Temerrüt Faizi, Avans Faizi, Faiz, Ticari İşlerde Faiz, Sigorta Tazminatı.

The default interest is a reward related to the payment of the money due on the due date, which commences the process as required by law and runs during the delay period. The Turkish Commercial Code (TCC), numbered 6102, also regulates commercial business and subject commercial transactions to some different provisions. The Legal and Default Interest Code, numbered 3095, regulates the default interest in commercial business in different ways. In order to be able to talk about the default interest in commercial business, the business that the first thing is taken must be a “commercial business” within the scope of TCC. Otherwise, it is considered “ordinary business”. Default interest in ordinary business is regulated in the Turkish Code of Obligations, numbered 6098, and the default interest is also subject to The Law No. 3095. Insurance indemnity is an indemnity that must be paid by the insurance company in the event of a risk liability such as the occurrence of risks such as earthquake, fire, natural disaster, theft or war, or the operation of a motor vehicle as a result of an accident. The indemnity creditor is a natural or legal person who has suffered a loss due to the occurrence of one of these risks. The rate of default interest to be applied if the insurance company defaults on compensation payments depends on whether the business is a commercial business or not.

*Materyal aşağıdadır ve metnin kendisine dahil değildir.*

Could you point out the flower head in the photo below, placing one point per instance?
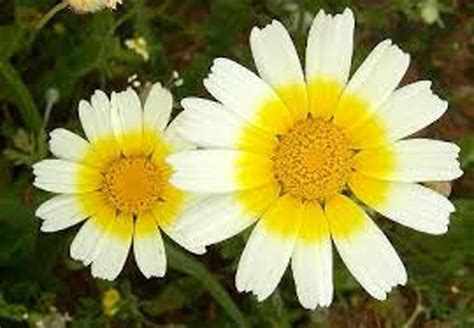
(89, 6)
(292, 150)
(116, 181)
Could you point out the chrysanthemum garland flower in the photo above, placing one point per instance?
(293, 151)
(117, 180)
(89, 6)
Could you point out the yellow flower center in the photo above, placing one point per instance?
(313, 160)
(134, 185)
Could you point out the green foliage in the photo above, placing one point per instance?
(52, 58)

Default Interest, Advance Interest, Interest, Interest in Commercial Business, Insurance Indemnity.

I. GİRİŞ

Genel olarak sigorta tazminatına konu zararın, doğaüstü bir olaydan veya bir haksız fiilden kaynaklandığı söylenebilir. Mesleki sorumluluk sigortalarında ise, sigorta şirketinin tazminat yükümlülüğünün, sigortalının mesleğini icra ettiği sözleşmenin ihlali dolayısıyla ortaya çıktığı söylenebilir. Kasko sigortasında ise, araç sahibi herhangi bir trafik kazası veya hasar dolayısıyla kendi aracında, malvarlığında ve/veya vücut bütünlüğünde meydana gelebilecek zararları sigorta ettirmektedir. Sigorta tazminatı olarak sigortanın türüne ve poliçenin kapsamına göre; maddi zarar, manevi zarar, değer kaybı tazminatı, geçici veya kalıcı iş göremezlik tazminatı, bakıcı gideri, ölüm halinde defin gideri ve destekten yoksun kalma tazminatı gibi tazminatlar talep edilebilmektedir.

Sigorta tazminatı talep edilebilen hallerde, ödemenin gecikmesi durumunda sigorta alacaklısı temerrüt faizi de isteyebilir. Keza alacağın sözleşme, haksız fiil ya da sebepsiz zenginleşmeden doğmuş olması fark etmeksizin, para alacaklısının parasından mahrum kaldığı süre için vadeye kadar anapara faizi, vadeden sonra temerrüt faizi talep etmesi mümkündür.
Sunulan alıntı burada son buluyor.